Então enquanto ela tentou forçar o esgotamento do óbvio, o óbvio não se esgotou! Mas um dia, apenas se desfez. E no fundo do poço pode encontrar a chave para o destino transcendente.
Percebeu que a linearidade do pensamento do outro não era dela, não dizia nada sobre ela. Então as mentiras que contara para si mesma no sentido de resgatar sua alma, sua pulsão de vida, já não pareciam falsas, não eram falsas... apenas sofriam bloqueio de eco.
Naquele instante, tudo que presenciara em sua infância parecia ter sido um treinamento oculto que só agora tomava sua forma plena e passava a ter completa fruição em seu espírito. A arte do primeiro e maior gigante de sua vida a resgatava de sua pequenez. Que grande recurso lhe era oferecido!
Com a mudança de sua percepção, estava quase grata pelo abismo que a vida lhe proporcionava... pode ver o futuro, não como em uma profecia, viu numa matemática simples, não contaminada por seus subterfúgios.
Teve a certeza de que não permaneceria naquele estado vegetativo. Já sabia que não estava mais lá. Ilusão não eram os propósitos estabelecidos. Ilusão era inebriar-se de uma desesperança que não era dela. Decidiu deixar para trás. Outro gigante interveio: "Siga o propósito, não o fluxo". Mais um pedaço do resgate se impôs. Inverteu a lógica. Já não era sem tempo.
Escreveu como quem psicografava, como uma usurpação de palavras que não eram dela, mas que por isso mesmo, nunca havia se sentido tão dona de si. Lembrou-se de que não era boa. Como se a bondade que seu estado vegetativo exigia fosse uma forma de corrupção. Que feliz constatação. Pode assumir seus sentimentos obscuros como parte genuína de sua identidade.
"Talvez vendo de fora, saber que bactérias existem, seja mais lindo do que pegar um estafilococos convivendo com elas", disse o terceiro gigante lembrando a acidez de seu humor adormecido. Assumiu os riscos de ser quem era. Estabeleceu o não. Findou sua espera. Amou suas contradições... cada uma delas.
Sentiu algo familiar.... uma emoção esquecida. Estava no controle, lembrou-se que adorava estar no controle. Levantou os braços e fez descer as brumas que atrapalhavam o seu olhar para a Avalon que reservava um outro aspecto de seu destino.

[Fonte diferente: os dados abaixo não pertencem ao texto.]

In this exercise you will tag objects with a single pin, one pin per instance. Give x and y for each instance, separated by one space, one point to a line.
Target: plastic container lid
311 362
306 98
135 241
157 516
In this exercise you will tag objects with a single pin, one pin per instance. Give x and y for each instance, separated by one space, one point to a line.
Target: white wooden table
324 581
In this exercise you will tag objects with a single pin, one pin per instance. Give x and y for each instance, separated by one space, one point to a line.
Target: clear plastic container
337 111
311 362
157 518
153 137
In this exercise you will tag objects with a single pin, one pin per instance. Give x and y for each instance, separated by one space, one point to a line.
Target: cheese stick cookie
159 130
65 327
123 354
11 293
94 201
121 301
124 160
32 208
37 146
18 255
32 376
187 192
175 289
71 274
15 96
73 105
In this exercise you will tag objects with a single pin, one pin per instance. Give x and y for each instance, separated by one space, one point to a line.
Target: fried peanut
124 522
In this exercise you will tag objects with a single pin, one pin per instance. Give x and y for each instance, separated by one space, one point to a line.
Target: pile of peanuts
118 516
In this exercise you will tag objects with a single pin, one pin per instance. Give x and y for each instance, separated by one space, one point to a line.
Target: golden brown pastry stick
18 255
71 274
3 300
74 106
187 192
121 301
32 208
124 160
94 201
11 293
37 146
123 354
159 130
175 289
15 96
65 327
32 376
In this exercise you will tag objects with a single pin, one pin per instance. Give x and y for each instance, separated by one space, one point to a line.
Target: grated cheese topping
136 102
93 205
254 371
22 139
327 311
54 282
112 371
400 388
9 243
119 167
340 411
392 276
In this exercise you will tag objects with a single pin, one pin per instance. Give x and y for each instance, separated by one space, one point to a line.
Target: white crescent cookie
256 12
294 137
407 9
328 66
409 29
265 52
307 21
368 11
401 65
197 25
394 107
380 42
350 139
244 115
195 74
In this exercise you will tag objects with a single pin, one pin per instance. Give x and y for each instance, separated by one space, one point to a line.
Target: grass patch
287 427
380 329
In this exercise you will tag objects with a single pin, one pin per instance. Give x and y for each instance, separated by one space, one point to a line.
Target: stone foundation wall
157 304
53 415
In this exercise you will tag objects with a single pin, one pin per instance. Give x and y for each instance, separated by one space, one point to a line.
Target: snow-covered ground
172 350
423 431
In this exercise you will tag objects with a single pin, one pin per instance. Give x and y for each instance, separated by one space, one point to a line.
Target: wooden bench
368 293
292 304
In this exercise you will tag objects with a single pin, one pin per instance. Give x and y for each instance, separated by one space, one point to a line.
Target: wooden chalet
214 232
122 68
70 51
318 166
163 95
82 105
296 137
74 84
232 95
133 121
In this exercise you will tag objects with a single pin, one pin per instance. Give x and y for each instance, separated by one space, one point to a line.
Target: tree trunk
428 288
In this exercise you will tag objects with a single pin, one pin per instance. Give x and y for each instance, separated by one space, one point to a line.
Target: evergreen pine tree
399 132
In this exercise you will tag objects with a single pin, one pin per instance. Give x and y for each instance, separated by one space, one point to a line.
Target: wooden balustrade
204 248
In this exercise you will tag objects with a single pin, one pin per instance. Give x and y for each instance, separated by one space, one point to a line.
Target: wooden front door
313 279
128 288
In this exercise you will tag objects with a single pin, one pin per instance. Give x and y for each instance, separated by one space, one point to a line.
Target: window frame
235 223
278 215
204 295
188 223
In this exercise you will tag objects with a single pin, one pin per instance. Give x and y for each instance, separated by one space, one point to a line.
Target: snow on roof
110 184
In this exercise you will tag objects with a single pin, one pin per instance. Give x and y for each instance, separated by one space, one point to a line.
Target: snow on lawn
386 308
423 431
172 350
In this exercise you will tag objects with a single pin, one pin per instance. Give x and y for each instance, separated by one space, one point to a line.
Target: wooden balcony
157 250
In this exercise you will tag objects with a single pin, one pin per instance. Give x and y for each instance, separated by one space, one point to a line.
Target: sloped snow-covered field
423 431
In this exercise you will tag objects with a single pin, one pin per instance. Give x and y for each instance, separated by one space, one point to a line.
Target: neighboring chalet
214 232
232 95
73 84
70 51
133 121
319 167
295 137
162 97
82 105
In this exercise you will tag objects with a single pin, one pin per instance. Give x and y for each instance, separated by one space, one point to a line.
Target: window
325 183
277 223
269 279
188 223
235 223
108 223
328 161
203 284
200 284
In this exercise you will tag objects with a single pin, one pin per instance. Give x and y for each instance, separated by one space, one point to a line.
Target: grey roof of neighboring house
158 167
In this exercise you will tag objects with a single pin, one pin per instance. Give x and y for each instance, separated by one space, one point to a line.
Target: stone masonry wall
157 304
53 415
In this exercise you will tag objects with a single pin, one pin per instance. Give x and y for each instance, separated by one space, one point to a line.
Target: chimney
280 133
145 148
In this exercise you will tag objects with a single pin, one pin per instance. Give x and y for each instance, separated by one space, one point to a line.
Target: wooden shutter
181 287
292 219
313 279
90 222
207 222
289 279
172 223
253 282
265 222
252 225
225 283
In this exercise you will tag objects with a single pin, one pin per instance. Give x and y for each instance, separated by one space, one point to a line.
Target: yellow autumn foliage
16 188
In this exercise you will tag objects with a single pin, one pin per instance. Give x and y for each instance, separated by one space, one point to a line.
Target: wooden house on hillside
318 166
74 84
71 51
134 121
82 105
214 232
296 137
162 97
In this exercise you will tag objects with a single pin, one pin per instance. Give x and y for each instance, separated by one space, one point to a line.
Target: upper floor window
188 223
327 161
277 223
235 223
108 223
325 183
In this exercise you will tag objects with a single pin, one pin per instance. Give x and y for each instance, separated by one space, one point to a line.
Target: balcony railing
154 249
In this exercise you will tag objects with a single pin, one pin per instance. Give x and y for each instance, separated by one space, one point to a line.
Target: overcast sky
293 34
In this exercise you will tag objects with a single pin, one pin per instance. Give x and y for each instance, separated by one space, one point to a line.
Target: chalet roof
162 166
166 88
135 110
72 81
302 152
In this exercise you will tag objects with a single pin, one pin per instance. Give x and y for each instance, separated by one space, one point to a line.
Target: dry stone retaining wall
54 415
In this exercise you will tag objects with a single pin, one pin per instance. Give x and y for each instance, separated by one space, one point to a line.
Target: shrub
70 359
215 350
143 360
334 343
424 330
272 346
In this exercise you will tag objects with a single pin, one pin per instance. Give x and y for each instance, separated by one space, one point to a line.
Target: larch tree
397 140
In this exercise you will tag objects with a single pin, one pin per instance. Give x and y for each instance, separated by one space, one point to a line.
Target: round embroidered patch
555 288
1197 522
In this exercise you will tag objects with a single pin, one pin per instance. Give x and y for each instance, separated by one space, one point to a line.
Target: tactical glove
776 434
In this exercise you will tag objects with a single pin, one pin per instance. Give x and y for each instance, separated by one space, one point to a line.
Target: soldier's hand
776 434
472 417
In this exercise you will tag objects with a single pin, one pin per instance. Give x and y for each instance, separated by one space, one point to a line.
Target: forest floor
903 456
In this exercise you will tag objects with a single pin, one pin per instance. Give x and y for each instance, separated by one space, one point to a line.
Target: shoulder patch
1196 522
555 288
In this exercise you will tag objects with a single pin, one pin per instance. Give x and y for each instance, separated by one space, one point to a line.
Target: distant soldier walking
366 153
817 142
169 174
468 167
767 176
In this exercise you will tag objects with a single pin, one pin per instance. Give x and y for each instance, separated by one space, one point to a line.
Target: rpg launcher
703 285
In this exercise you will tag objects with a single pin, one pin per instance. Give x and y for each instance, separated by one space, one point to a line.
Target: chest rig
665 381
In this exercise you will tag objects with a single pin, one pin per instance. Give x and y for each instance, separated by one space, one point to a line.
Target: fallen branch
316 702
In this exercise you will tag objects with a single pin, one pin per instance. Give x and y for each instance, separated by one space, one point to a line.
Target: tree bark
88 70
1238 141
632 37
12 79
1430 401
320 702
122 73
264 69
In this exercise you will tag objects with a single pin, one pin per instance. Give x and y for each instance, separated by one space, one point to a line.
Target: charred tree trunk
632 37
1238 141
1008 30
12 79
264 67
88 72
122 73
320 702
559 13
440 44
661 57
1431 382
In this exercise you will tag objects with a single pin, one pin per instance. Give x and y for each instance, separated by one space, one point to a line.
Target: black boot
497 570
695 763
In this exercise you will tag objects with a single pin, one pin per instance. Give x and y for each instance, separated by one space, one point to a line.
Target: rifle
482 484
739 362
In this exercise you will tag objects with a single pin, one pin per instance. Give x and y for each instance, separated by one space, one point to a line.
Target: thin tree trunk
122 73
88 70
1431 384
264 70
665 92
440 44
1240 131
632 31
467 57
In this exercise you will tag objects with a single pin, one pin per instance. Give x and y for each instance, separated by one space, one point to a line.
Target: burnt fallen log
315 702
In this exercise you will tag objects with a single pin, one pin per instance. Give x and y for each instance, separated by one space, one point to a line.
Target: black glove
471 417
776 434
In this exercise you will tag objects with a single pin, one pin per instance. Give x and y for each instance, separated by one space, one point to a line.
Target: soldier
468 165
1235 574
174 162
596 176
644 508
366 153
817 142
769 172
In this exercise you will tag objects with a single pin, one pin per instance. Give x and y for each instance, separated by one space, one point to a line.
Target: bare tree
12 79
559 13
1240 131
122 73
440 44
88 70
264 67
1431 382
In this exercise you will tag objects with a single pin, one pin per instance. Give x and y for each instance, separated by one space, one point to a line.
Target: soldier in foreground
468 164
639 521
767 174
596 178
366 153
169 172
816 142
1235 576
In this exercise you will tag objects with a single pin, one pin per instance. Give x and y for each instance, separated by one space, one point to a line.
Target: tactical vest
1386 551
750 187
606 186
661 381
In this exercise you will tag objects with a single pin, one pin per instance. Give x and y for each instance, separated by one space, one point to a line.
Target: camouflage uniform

Assumiu sua própria narrativa. Já não estava em disputa a maneira com que descreveria sua história até aqui vivida. Cansou-se das linearidades desencorajadoras nas quais fora rotulada que tiveram um eco perverso devido a sua vulnerabilidade circunstancial.
Matou a esperança cega alicerçada na pseudo vivência de um amor estéril. Os ponteiros do relógio não voltariam para trás.
Estivesse onde estivesse, lembrou-se que pertencia a um todo. Não estava a margem da engrenagem que a movia.
Eram tantos pertencimentos... a complexidade de seus gigantes, a roda da história, o caos nada sutil que se estabelecera no país continental. Ela pertencia a vida que pulsava por todo lado, pertencia as trincheiras da guerra que estava por vir, pertencia aos amores que já vivera e que ainda viveria, pertencia a todas as emoções existentes, efervescentes, dinâmicas. Era parte do movimento do Universo, compunha o começo, o meio e o fim.